如今卫安总算是知道了些眉眼高低,卫老太太看着她的眉眼,再想想她近日的行事,竟觉得有些恍惚,这样的卫安,半点没有长宁郡主的影子了。

可能是更的太慢啦,所以大家会觉得有点啰嗦,其实还是有很多伏笔的…

第43章 堂会

六月一转眼就过了一半,天气越发的炎热难耐,可是衍圣公家的堂会开在这个时候,谁也没有异议,他们家几年也难得唱一次堂会,偶然有一次,众人哪里还在意热不热。

卫老太太已经换好了衣裳,头上勒着卫安亲手绣的抹额,上头的一只孔雀栩栩如生,看过去竟好似活的一般,三夫人问明白了是卫安的手艺,就不禁有些愣神,前几天卫玉攸还嚷嚷着要卫安描的花样子,她还嗤之以鼻-----卫安从小没人教,一年到头横不拈针竖不拿线的,和她要花样子简直就是在说笑话。

可如今打眼一瞧,就是薛师傅正经教出来的卫玉攸,在卫安的手艺面前也得退一舍之步,她愣了愣,想起自己先前的推测,面色有些不好看。

从前只以为长宁郡主根本不管孩子,可是现在看来,卫安分明该学的都学了。

卫老太太再等片刻,等人齐了,招手唤过卫安,一行人一同出了二门,她领着卫安和三夫人一辆马车,二夫人领着卫玉攸和卫玉琳一同坐了一辆五彩流苏八宝翠玉车,一行人转过了朱雀大街,经九福巷,到了衍圣公府。

衍圣公府坐落在皇城附近,大周历代皇帝都极尊重他家的,到了隆庆帝尤甚,重新给衍圣公府分了宅子,把从前襄王的宅子都给了他们,是无上的荣光。

三老爷扶着卫老太太下了马车,早有管家安排了小轿等着,恭敬的把她们都送到了垂花门。

衍圣公府地方大,从前是王爷的居所,规制多,从正门到垂花门也花费了小半个时辰,三夫人才扶着卫老太太下了轿,就听见后头有人喊,回头一瞧,下意识先看一眼卫老太太,才笑容满面的喊了一声王妃娘娘。

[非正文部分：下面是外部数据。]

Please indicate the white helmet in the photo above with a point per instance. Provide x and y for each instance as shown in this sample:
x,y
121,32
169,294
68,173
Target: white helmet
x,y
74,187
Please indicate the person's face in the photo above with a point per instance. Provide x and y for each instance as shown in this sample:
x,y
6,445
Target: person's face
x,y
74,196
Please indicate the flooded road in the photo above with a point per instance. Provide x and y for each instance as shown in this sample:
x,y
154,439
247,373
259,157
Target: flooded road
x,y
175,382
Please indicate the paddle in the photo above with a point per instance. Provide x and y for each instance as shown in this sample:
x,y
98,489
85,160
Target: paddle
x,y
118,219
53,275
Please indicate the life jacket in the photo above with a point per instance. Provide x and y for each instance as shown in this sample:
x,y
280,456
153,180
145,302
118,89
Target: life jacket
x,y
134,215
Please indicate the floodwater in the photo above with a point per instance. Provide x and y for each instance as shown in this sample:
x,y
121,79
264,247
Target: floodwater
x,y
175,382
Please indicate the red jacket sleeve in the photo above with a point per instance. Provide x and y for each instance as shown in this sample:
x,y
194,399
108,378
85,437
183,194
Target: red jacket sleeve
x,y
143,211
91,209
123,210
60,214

镇南王妃目光落在卫安身上,她没有再同以往那样颐指气使,也并没有不识时务的冲上来撒娇撒痴恨不得别人都知道她在镇南王府如何地位超群,低眉垂目的跟在卫老太太身后,是真的不同了。

她笑着同卫老太太请安,伸手把老王妃扶下来,这才道:“这可真是巧了,才刚下了马车,我们就瞧出前头的车是定北侯府的,正好就碰上了。”

老王妃从轿子里出来,先看了卫老太太一眼,见卫老太太阴沉着脸,无声叹口气,再去看卫安,卫安已经跟着三夫人等人一并行礼了。

从前卫老太太最嫌弃卫安不知礼数,现如今卫安总算懂了,老王妃心里却更加发酸。

两家的夙怨大家心里都是有数的,这两家人碰在一起,不一时便有一个穿着秋香色褙子,底下系着兰色贡缎百褶裙的三旬左右的妇人笑意盈盈的迎上来,先冲着老王妃和卫老太太行了礼:“侄儿媳妇儿给两位婶子请安了。”

她是衍圣公的儿媳妇,为人机敏风趣,是隆庆帝的义妹,原礼部侍郎崔家的女儿,很得孔老太太的喜欢。

她随后才出来,垂花门处又有看着年轻些的主子,看来是听说了镇南王府同定北侯府两位老诰命碰到一起了才被派出来救火的,众人心照不宣,笑着听她打趣,气氛面上瞧着倒也不算太僵。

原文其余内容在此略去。